(CNN)Life's big questions drew Dr. Victoria Sweet to a career in medicine. "Your job is to deal with birth, suffering and death. It just captivated my imagination," said Sweet, now a bestselling author and associate clinical professor of medicine at the University of California, San Francisco.
Does spirituality belong at the doctor's office?
"Medicine attracted me because I felt it was about the realest thing you could do," she said. As a physician, Sweet cared for people through the most difficult -- or most joyous -- moments of their lives.
Across her career in medicine though, Sweet said she watched the field eroded by a growing emphasis on efficiency and profit.
Physicians now spend more than half their time on tasks that aren't face-to-face with patients, a 2017 study found. Even during in-person consultations, a 2020 study said, a large proportion of physician time is devoted to using electronic health records.
Sweet saw a shift from more holistic medicine rooted in caring to an industry treating health care as a commodity. "It's a commodification that, I think, completely leaves out the essentials," she said.
What's essential, Sweet said, is creating space for a real, person-to-person connection in medicine. "The essence of what goes on between doctor and patient is very profound," she said. "That space, to me, seems sacred."
At the 10th annual Conference on Religion and Medicine this month, Sweet will give a plenary talk titled "Space for the Sacred in the Care of the Sick." The conference highlights scholarship focused on the intersection of health care and religion, including some organizations that argue we must make room for both the sacred -- and for spirituality -- in the doctor's office.
"Modern medicine is secular," said Gary Ferngren, a professor emeritus of history at Oregon State University who studies the history of medicine and religion. "Since the late 19th century, it has developed very rapidly in cutting itself off from any religious or spiritual values."
For much of human history, societies used religious frameworks to understand the meaning of disease and pain, Ferngren has written. Illness could be attributed to causes such as a magical curse or divine punishment.
A more up-to-date understanding of disease gradually replaced those views. Today's doctors are -- thankfully -- unlikely to prescribe an exorcism or suggest patients make sacrifices to Asclepius, the Greco-Roman god of medicine.
But Ferngren has written that the historic presence of religion in the sick room also offered patients tools for grappling with questions still relevant in the 21st century. At a time when health care and religion were more closely aligned, a patient might receive not only medication when consulting a doctor but also religious consolation, comfort and meaning.
"What happens at death's door?" Ferngren said. "To a person lying in bed and wondering what kind of future there is, it's tremendously important."
In fact, many patients would like to discuss spiritual matters with their health care providers: One study found that 83% of patients want physicians to ask about their spiritual beliefs, especially when they're facing life-threatening illness, serious medical conditions and bereavement.
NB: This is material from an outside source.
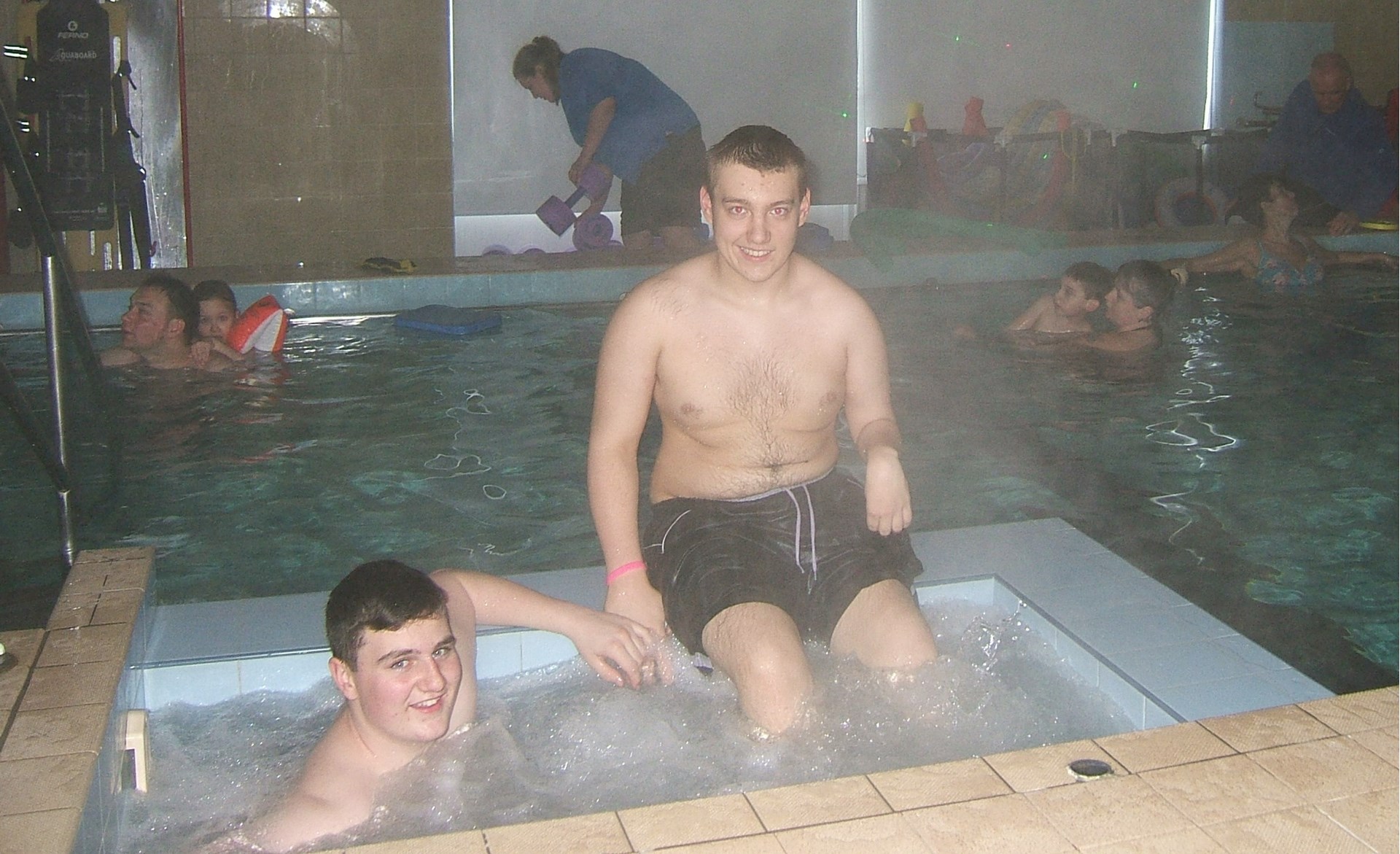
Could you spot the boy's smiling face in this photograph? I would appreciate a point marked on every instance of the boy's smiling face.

"A high percentage of people, if they're in the hospital for a physical illness, would like to talk to their physician about spiritual matters and have a conversation," said Dr. John Graham, president and CEO of the Institute for Spirituality and Health at the Texas Medical Center, a cosponsor of this month's conference.
Graham has defined spirituality as "our innate ability to connect -- to connect to others, to our environment, to the transcendent mystery and to our true, deepest self." Like Sweet, he said modern medicine's focus on efficiency leaves out that broader view of patients' well-being and their spiritual and religious needs during illness.
Addressing such needs is known as spiritual care, which Graham said most physicians don't have adequate training to do.
When working with medical students today, Graham shares lists of questions that might open the door to a deeper conversation with patients. "They could ask: 'In the past, when you go through a difficult problem, where have you found the strength to get through?' " Graham said.
For some patients, the answer is religion. Some patients are glad to share their own faith practices, Graham said. Or they might mention a connection to nature. Others talk about meditation or a trusted family member they've looked to for guidance.
Each patient brings different beliefs to the conversation. And advocates believe that all individuals -- including atheists -- can benefit from access to spiritual care.
"Atheists, religious, humanists -- everyone has that spirituality or inner life, the need for a sense of meaning and purpose," said Christina Puchalski, a physician and the founder of the George Washington Institute for Spirituality and Health. "If they're feeling a lack of that, it could be a source of spiritual distress."
Spiritual distress has been shown to be especially high in patients coping with serious and chronic illness, Puchalski said, and addressing it is critical in the case of palliative care.
"People who have high spiritual distress -- that's often linked to higher depression and anxiety," she said. "People who have high spiritual well-being also tend to have better health overall."